Researcher Publishes Android Browser Exploit

UPDATE: A researcher at security firm Alert Logic has published code that could be used to compromise some versions of Google’s Android Operating System. The exploit, if properly adapted, could make Android phones vulnerable to remote attacks and compromises.

UPDATE: A researcher at security firm Alert Logic has published code that could be used to compromise some versions of Google’s Android Operating System. The exploit, if properly adapted, could make Android phones vulnerable to remote attacks and compromises.

Researcher MJ Keith published a Reverse Shell Exploit that affects mobile devices running Android’s 2.0 and 2.1 operating system on November 5. The shell code takes advantage of a known vulnerability affecting WebKit, a common component of Web browsers, including the one bundled with Android, that is used to render Web page content and manage Web browsing sessions. The hole could be triggered by visiting a malicious Web site, according to a description of the hole published by Mitre.

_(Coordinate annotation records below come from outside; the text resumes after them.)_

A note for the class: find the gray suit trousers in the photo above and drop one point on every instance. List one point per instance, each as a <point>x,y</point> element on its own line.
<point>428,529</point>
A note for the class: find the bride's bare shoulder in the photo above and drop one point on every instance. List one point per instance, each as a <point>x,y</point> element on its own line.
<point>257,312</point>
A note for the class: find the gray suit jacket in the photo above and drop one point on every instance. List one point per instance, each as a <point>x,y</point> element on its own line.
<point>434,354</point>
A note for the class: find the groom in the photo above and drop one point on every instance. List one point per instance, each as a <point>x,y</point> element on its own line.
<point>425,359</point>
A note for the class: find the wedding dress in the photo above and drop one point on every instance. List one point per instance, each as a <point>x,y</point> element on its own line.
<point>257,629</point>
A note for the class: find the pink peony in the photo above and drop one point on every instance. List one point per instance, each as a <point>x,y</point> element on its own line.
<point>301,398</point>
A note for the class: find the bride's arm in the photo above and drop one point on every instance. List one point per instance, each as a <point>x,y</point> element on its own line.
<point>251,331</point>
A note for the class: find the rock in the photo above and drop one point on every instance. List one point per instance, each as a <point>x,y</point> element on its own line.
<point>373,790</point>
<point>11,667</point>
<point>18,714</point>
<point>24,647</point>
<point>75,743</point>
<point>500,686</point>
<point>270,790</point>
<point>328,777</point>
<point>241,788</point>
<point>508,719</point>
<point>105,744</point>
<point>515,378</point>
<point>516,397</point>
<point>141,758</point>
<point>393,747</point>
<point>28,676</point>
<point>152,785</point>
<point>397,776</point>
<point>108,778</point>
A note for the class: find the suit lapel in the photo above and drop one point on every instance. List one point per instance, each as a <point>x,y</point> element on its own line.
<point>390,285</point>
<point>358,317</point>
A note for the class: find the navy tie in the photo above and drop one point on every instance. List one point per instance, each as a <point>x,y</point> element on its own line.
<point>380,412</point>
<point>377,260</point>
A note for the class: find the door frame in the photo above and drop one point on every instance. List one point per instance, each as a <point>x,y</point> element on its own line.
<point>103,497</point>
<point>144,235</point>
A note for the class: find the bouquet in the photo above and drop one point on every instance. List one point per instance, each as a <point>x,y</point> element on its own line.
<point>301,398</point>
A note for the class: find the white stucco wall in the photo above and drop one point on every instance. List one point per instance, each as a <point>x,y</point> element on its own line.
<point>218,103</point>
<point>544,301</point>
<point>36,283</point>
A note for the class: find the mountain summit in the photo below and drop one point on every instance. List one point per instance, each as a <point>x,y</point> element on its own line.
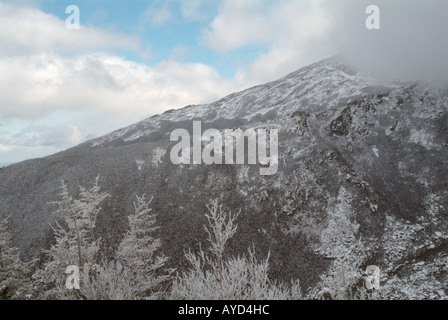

Keith presented his findings at the HouSecCon, a Houston area security conference on November 4. In his presentation, Keith demonstrated an attack using the vulnerability, as well as attacks on common mobile applications such as the Bump sharing application. 

The exploit was patched and will not work on the latest version of Android, 2.2, but was tested and shown to work on a variety of mobile platforms running earlier versions of Android, including the Motorola Droid. Heise Security tested the code against Android phones produced by HTC and were able to crash the the bundled browser on the device, but not obtain control over the phone, according to a report by H-Online.com.

The shell code, posted on exploit-db.com, is hard coded to work only against a single target and was designed as a proof of concept. The vulnerability in question has been known about for months, but its impact was believed to be limited to Apple’s Safari Web browser and applications such as Epiphany and Midori that run on the Ubuntu Linux operating system. Android, which uses the same WebKit component as those applications, was discovered to be vulnerable more recently.

The security of mobile devices, and in particular Android mobile devices, has become a concern. Google’s open source operating system is a boon for handset makers and application developers, who are free to develop their own flavors of Android to run on their devices and publish applications on the Android Marketplace with few of the restrictions Apple places on its own AppStore. But Android’s growing marketshare has caught the attention of both researchers and malware developers.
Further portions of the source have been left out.